4. VRMMOにおける食事や戦闘はリアルになればなるほどSAN値が減る

 怪奇! ゴブリンの前に突如あらわれる謎の変質者!


 群れからはぐれたゴブリンを狙う、無駄にプロポーションのいいアサシン♀!


 誘惑された先、路地裏にいざなわれたゴブリンを待ち受ける運命とは一体……!!







「いけるなこれ」


 通路の奥、早速できあがった死にたてほやほやのゴブリンを前に、俺たちは死体あさりをしながら新たな会議を開いていた。


「なんでリンクしたゴブリン全部ぶっちぎってハイドできるんですか……」

「忍者なので(小声)」


 しょーたろーのドン引きした質問に、いつになく体育座りでMPを自然回復させているモブ子が黙々と答えている。


 結論から言うと、ゴブリンはリンクした。

 一番近くにいたゴブリンに狙いを定めたモブ子が、まるで夜道の露出狂のごとく突然ゴブリンの目の前にあらわれ、怒りのヘイトをもぎ取るやいなやリンクした部屋全体のゴブリンが雪崩のようにモブ子に突撃してきた。


 あ、これは死んだな。

 開始早々俺たちが死を覚悟したとき、なぜかモブ子はこともなげに。

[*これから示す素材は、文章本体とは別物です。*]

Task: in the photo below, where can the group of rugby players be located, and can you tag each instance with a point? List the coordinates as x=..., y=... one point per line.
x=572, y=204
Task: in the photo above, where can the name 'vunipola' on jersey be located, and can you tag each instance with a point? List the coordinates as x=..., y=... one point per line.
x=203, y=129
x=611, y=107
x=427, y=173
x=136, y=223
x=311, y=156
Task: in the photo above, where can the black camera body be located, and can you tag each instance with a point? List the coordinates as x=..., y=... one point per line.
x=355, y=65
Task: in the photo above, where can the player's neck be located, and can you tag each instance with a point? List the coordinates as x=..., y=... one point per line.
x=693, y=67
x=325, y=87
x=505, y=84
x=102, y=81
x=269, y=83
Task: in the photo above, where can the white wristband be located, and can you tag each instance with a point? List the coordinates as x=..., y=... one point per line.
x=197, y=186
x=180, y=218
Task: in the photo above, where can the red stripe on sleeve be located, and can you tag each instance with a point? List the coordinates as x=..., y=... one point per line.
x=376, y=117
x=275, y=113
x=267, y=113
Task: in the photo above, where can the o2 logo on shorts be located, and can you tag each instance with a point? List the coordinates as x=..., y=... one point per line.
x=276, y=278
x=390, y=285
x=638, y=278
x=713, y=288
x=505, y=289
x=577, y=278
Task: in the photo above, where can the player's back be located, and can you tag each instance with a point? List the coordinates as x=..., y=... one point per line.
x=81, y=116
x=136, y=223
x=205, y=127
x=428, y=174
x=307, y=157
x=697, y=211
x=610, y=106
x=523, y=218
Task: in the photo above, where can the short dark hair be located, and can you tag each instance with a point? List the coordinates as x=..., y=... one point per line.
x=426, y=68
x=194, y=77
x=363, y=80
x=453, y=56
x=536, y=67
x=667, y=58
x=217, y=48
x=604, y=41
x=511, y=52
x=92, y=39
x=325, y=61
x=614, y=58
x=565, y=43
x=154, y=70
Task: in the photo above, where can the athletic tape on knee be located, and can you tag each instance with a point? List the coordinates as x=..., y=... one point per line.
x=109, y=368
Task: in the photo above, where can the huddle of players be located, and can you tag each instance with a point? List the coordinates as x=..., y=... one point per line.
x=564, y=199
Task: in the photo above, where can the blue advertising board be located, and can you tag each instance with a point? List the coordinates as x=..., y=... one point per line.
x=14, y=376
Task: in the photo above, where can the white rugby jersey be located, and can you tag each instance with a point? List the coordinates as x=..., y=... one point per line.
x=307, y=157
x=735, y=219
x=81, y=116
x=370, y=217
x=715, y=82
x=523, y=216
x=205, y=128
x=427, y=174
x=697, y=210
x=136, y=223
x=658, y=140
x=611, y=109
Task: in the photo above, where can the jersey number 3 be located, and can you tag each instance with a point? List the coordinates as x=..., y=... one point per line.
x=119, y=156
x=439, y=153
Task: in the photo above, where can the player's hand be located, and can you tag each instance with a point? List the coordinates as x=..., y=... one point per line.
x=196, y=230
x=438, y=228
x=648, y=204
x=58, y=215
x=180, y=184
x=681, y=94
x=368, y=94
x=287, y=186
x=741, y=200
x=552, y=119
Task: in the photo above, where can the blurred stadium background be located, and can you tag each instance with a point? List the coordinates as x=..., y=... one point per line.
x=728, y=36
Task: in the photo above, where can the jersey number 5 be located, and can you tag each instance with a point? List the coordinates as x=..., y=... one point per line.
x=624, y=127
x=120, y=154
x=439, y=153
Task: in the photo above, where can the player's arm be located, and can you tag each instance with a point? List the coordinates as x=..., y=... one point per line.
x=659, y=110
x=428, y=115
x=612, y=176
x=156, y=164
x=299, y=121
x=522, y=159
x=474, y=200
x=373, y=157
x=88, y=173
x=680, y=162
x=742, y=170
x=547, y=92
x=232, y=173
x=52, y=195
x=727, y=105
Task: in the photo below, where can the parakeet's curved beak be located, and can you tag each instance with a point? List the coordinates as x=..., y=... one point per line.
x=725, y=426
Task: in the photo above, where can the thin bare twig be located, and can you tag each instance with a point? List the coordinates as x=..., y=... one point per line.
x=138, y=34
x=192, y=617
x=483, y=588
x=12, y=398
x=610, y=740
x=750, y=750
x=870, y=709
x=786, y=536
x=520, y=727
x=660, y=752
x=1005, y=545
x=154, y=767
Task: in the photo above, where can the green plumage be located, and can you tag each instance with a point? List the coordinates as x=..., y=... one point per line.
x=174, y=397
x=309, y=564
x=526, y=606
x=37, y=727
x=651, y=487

よっぽどハイド慣れしてないとできない荒業としか考えられんのだが、こいつはアサシンライフがほぼすべてハイドしたままという異常なる存在なので可能なんだろう。知らんけど。


「お」


 俺は死体ゴブリンから出てきた謎のアイテムを取り出して掲げた。


 中華鍋~。


「なぜ……中華鍋が?」

「武器なのか?(小声)」

「満腹値の関係なんですかね」


 調理しろと?


「さて(小声)」


 モブ子がよっこらせと立ち上がった。


「ちょっくら男ひっかけてくるね(小声)」






 路地裏の奥。

 積みあがった死体を前に、俺としょーたろーは新たに手に入ったブツを葉巻(薬草)を咥えながらカウントしていた。


「しけてんな」

「つまんねえ連中だぜ」


 ぷふぅ~(薬草)。


 この俺たちの控える通路まで見事に一匹だけ釣ってきては全員でボコるというアリ地獄のような美人局つつもたせゲームは、モブ子のキモすぎるPSプレイヤースキルのおかげで無事成功していた。


 なおゴブリンズから手に入ったアイテムリストはこれだよ☆


 ■ 薬草

 ■ ゴブリンの牙

 ■ 木のバックラー

 ■ 腰布

 ■ フランスパン


「まあ最初だしこんなもんなのでは(小声)」


 ドロップしたばっかりのフランスパンをかじりながら、モブ子が体育座りのままで感想を述べている。動きすぎて速攻で満腹値が半分を切っため最初に食う権利を得ました。致し方ない。


「ゴブリンの肉とか煮込むことにならなくてよかった(小声)」


 猟奇的すぎるわ。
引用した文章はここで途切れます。